Were they acquainted with a character they hoped to emulate in a book they read?

Perhaps a chance encounter with a caring teacher?

In the course of my client work a modicum of courage was shown in therapy when one client succeeded in an experiment of “showing good will” to others in the family. With careful debriefing of the experiment, she was able to see the subtle change that resulted.

A commercial airline pilot I worked with experimented with “holding her tongue” for 24 hours upon her return from a week of long-distant flights. It had been her habit to point out the unfinished projects around the house when she returned. She saw it as her job to get things back on track as her partner clearly wasn’t able to keep it there.
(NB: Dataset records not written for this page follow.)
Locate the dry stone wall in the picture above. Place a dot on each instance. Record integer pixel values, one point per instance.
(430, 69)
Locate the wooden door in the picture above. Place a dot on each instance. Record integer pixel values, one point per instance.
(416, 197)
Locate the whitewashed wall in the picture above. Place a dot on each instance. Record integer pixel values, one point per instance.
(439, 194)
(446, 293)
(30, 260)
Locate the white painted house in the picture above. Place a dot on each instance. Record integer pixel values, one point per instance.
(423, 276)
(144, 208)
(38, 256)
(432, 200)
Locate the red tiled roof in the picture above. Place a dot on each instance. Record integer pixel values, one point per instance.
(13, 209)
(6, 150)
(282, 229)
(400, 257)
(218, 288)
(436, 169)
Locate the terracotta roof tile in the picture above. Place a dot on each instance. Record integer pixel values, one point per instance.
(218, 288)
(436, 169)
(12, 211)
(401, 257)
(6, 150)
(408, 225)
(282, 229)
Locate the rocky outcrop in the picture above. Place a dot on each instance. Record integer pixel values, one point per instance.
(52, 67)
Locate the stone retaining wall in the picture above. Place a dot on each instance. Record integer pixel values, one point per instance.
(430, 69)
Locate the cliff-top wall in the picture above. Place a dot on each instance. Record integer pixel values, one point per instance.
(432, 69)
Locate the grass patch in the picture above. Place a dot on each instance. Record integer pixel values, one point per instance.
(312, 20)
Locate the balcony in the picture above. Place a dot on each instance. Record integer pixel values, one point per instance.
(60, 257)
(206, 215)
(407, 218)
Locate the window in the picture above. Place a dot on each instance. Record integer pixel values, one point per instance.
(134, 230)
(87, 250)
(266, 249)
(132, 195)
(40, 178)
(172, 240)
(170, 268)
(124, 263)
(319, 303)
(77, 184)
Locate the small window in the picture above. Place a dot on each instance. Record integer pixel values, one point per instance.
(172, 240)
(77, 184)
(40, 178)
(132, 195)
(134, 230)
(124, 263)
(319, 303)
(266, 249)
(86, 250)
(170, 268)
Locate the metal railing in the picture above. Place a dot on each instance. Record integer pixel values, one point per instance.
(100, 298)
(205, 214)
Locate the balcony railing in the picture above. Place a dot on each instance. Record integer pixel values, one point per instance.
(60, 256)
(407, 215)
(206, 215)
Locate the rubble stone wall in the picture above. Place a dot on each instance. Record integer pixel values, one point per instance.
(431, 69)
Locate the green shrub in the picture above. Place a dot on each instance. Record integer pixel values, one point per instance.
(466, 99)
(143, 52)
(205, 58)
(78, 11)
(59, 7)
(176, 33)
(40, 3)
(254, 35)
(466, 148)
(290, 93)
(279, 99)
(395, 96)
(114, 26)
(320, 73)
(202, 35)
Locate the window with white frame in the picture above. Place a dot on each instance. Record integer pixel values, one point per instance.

She was surprised at the outcome of her self-designed experiment. There was no outpouring of gratitude, nor was there a disaster of the magnitude she anticipated. Instead, during our debriefing, she described an initial tension that mellowed and simply went away. After 24-hours, she said she was actually reluctant to mount her usual Orders Regimen after the initial 24-hours and noted that by the time she left for her next trip many of the jobs had, in fact, been completed. The pilot acknowledged her tension had slightly dissipated and she said she found herself less eager to leave on her next round of flights. This was a new feeling for her.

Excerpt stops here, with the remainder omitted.